Folker makes the clear distinction between mentoring and coaching, sharing that mentoring is something that he can see himself doing in the future. Drawing motivation from his own experiences, the student athlete leads by example and works to turn any instance into a positive situation. When it seemed like things couldn’t get worse as he faced nine months of rehab after hip surgery, Folker was encouraged by specialists to give up the game that he loved.
“When I was first coming back, I was still not healthy at all and was not anywhere close to playing. A lot of doctors told me to retire … I didn’t believe it. I used it as motivation.”
Now in his final season with the ’Eaters and in 67 minutes of play thus far, Folker proved all of the disbelief wrong, and the no. 20 is 7-18 for a .389 field-goal percentage and is averaging 4.7 rebounds per game. Without knowing whether professional basketball is in his future, the businessman knows one thing that he will certainly be pursuing post-graduation — the marketing business he started that specializes in sales leads generation. With more down time during the rehab for his hip than the athlete had ever had before, boredom was not a word in his vocabulary. The recovering athlete spent his time researching and not only started his business locally in Orange County, but brought it back home to Canada as well.
When asked what inspired him to start the business and where he finds his drive, the goal-oriented Anteater shared his philosophy that he adopted from his favorite book, “The Magic of Thinking Big,” first published in 1959 by Dr.

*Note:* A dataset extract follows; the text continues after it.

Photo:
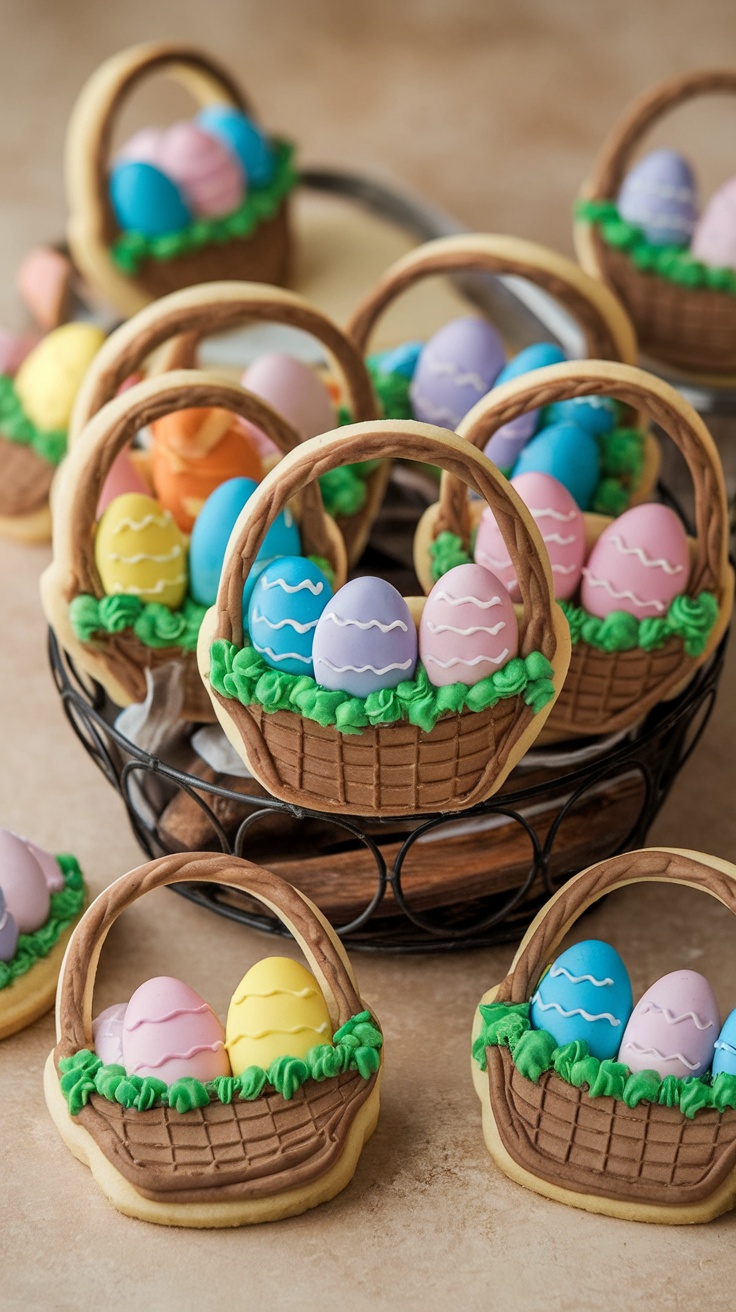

David Schwartz.
“It’s about setting high goals for yourself and working to achieve them,” Folker reiterates.
So even for as much as the #FolkerSystem has been inspired by and is perpetuated by Adam, it is also about the team — the UCI men’s basketball team.
“UCI is a hidden gem. We have depth, we have a lot of guys that are really good. We have a lot of guys that are really unselfish. And we have a great coaching staff,” Folker said when asked what sets UCI apart from other squads.
So with that in mind, Folker has made it his mission to make sure the basketball world knows who the Anteaters are, and the #FolkerSystem is a tool in accomplishing this goal.
In addition to the motivational quotes that fill Folker’s Twitter account, he spearheaded a video project to highlight the squad and further promote the season, the players and the quest for a Big West title.
“The videos originated just to help people understand, to help promote our team and to help people know that we have a good thing going. We have a good group of guys. We’re good people and good players as well.”
“It’s not really about me,” said the loyal ’Eater that believes in UCI more than anything else. “It is about our team.”
So as you come across the inspirational, psychedelic Instagram photos filed under the #FolkerSystem or watch the black and white videos of the men’s basketball team doing drills and push-ups in the Newport sand that already has over 14,000 views, think of Folker and the Anteaters as they train harder and smarter than ever before.
“Nothing comes without being earned,” said Folker.